The company most closely related to Tronox is Chemours (NYSE: CC), which also has a substantial TiO2 business but is a better company than Tronox, notwithstanding pending environmental and legal issues. Chemours is currently trading at 9.07x EV/EBITDA which is 3.0x turns less than Tronox. It is also less levered. We see Chemours valuation as the ceiling for Tronox.
Next is Huntsman (NYSE: HUN), which also has a substantial TiO2 business, but also has other segments that deserve lower multiples since they are very cyclical and highly commoditized. Huntsman, which also has lower leverage, is trading at 6.70x EV/EBITDA. We see Huntsman as the floor for Tronox since Tronox business is more specialized.
Finally, Omnova (NYSE: OMN) which is in a completely different line of business than Tronox but operates in an industry with similar challenges. OMN trades as 8.21x EV/EBITDA. We think Tronox multiple should be at around this level.
From a pure multiple perspective, Tronox looks overvalued. For reference purposes, some of the paint companies, which are the darlings of the chemicals world are trading at a 12.0x multiple, comparable to that of Tronox. We believe a more reasonable multiple for Tronox is around 8.5x.
To grow into its valuation Tronox would need to generate EBITDA of about $425-450MM per year and maintain capex at the $150MM level.
On a DCF basis, if the company could keep EBITDA at $400MM per year and reduce capex to $150-160MM (as guided by management during its 4Q16 conference call), it would be priced to perfection under current central bank policy (low interest rates). Any EBITDA level lower than $400M, and Tronox would look overvalued. We maintain our own financial models for Tronox and we don't see $400MM EBITDA as an impossible feat, but we don't take it for granted either.
We suggest readers to pay very close attention to any deterioration of the TiO2 business and/or improvement in the alkali segment once 1Q16 results are released.
At Orangutan Capital, we got tears in our eyes when management announced the revision of its dividend policy. These were tears of sadness, since if the company had kept its dividend policy intact, at $116MM per year, it would almost certainly driven itself into bankruptcy, thus making for an easy trade (we are also credit investors).
Now that the dividend is gone, the company has some time to try to stage a turnaround.

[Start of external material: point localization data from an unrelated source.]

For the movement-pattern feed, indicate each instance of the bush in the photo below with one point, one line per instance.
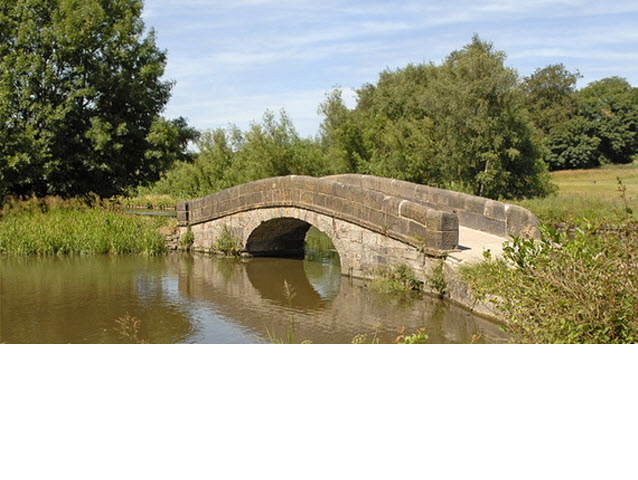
(567, 289)
(397, 279)
(227, 243)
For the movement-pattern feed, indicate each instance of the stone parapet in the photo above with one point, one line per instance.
(429, 228)
(473, 212)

Although leverage is very high, for the moment there seems to be sufficient liquidity unless conditions in the TiO2 business deteriorate further.

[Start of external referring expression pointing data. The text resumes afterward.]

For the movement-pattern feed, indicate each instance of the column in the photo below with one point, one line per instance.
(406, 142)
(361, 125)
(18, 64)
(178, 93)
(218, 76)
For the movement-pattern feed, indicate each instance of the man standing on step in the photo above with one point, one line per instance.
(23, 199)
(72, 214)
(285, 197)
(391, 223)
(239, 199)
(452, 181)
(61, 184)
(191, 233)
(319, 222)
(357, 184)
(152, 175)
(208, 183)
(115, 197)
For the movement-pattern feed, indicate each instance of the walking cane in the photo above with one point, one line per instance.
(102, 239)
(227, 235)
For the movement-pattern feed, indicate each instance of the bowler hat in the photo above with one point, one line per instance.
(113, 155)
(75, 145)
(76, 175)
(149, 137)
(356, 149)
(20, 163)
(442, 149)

From a valuation perspective, we cannot say the company is undervalued. Under most metrics, the company looks a bit overvalued but if it can grow EBITDA to the $400-450MM level then the stock price should have room to go up in price again. We leave to the reader the assignment to construct its own EBITDA estimates.

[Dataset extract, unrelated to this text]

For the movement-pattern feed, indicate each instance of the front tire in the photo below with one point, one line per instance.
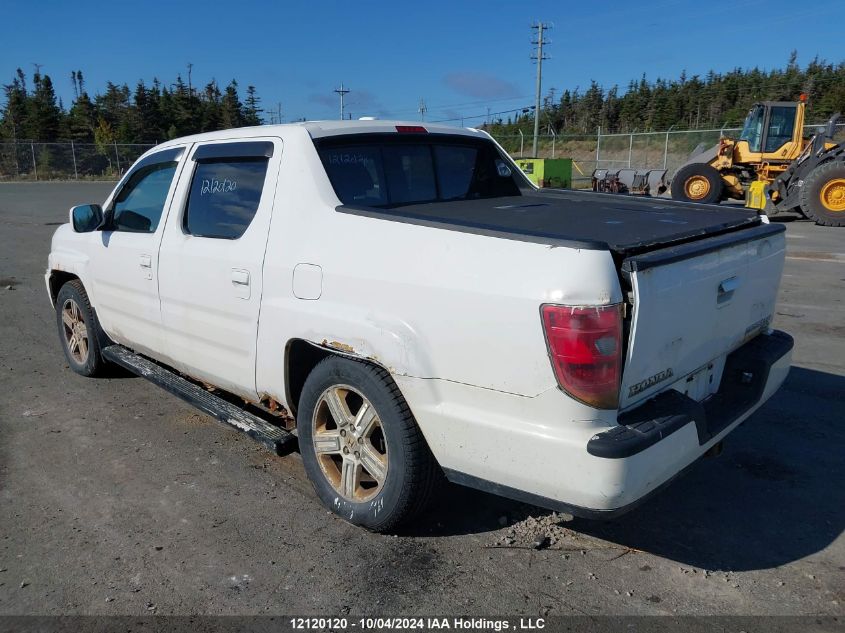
(823, 194)
(698, 182)
(361, 447)
(79, 330)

Once the company releases first quarter results next week, we suggest careful inspection of the following metrics: EBITDA and EBITDA guidance (if provided), final cash balance and availability under the revolver.
Disclosure: I/we have no positions in any stocks mentioned, and no plans to initiate any positions within the next 72 hours.
I wrote this article myself, and it expresses my own opinions. I am not receiving compensation for it (other than from Seeking Alpha). I have no business relationship with any company whose stock is mentioned in this article.